Firstly ATP is generated by the ATPase (ATP synthase) enzyme complex ,found embedded on the inner mitochondrial membrane. Secondly H⁺ ions accumulate in the intermembrane space setting up an electrochemical gradient (high concentration of H⁺ in the intermembrane space compared to that on the other side of the inner membrane) .  The H⁺ ions accumulate because the NADH and FADH₂ are oxidised to (NAD⁺, H⁺, FAD⁺) in the ETC. These H⁺ ions pass across the inner membrane via proton channels and so provide the electrical potential that fires up the ATP synthase molecule (“a cellular motor engine that produces ATP (combining ADP + P_i) by rotating to the force of H⁺ ions diffusing back into the matrix”).

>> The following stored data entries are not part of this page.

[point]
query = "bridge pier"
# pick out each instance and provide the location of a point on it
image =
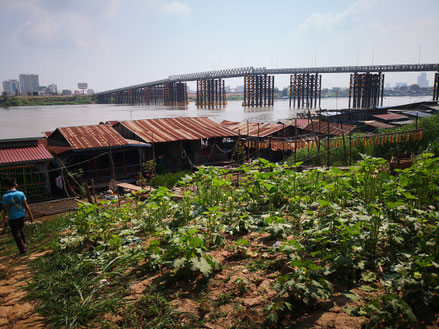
(258, 90)
(211, 92)
(175, 93)
(306, 89)
(436, 87)
(366, 90)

It consists of two major components:

F₀ or Base piece: forms the channel through which proton crosses the inner membrane to enter F₁ piece.

F₁ or Head piece: contains site for the synthesis of ATP

ALCOHOLIC FERMENTATION (YEAST)

• Itis a form of anaerobic respiration.
• Pyruvate is converted to ethanal  and CO₂ and the ethanal is further reduced to ethanol such that the NADH produced in glycolysis is oxidised back to NAD⁺ to go another round in glycolysis.

• This replenishes the NAD⁺ stores (which is limited) such that glycolysis is ensured to continue and the net production of 2 ATP.This ensures the net production of 2 ATP.
• This concept is used commercially and industrially in the manufacture of alcoholic beverages.

LACTATE FERMENTATION (ANIMALS) 

• It is a form of anaerobic respiration.
• Pyruvate in animals is converted to lactate by lactate dehydrogenase such that the NADH produced by glycolysis is oxidised back to NAD so that it can go another round in glycolysis.

The significance of Krebs cycle:-

1.      It brings about complete and final oxidation of 2-c acetyl Co-A in the aerobic respiration.

2.      It produces simple and harmless end products such as CO₂ and H₂O.

3.      It is responsible for the major share of energy release and supply during aerobic respiration (out of the total 38 ATP formed during aerobic respiration of glucose, kreb’s cycle accounts for 24 ATP).

4.      TCA cycle occurs in mitochondrial matrix in presence of oxygen. Thus, it takes place only in the aerobes.

5.      TCA cycle produces many important 4-c, 5-c and 6-c organic acids as the intermediates

a.       Acetyl CoA is used as a raw material for the synthesis of fatty acids, aromatic compounds, carotenoids etc.

b.      Succinyl CoA takes part in the synthesis of cytochrome, phytochrome and pyrrole ring of chromosome.

c.       Oxalo acetic acid is a raw material for the amino acid, aspartate.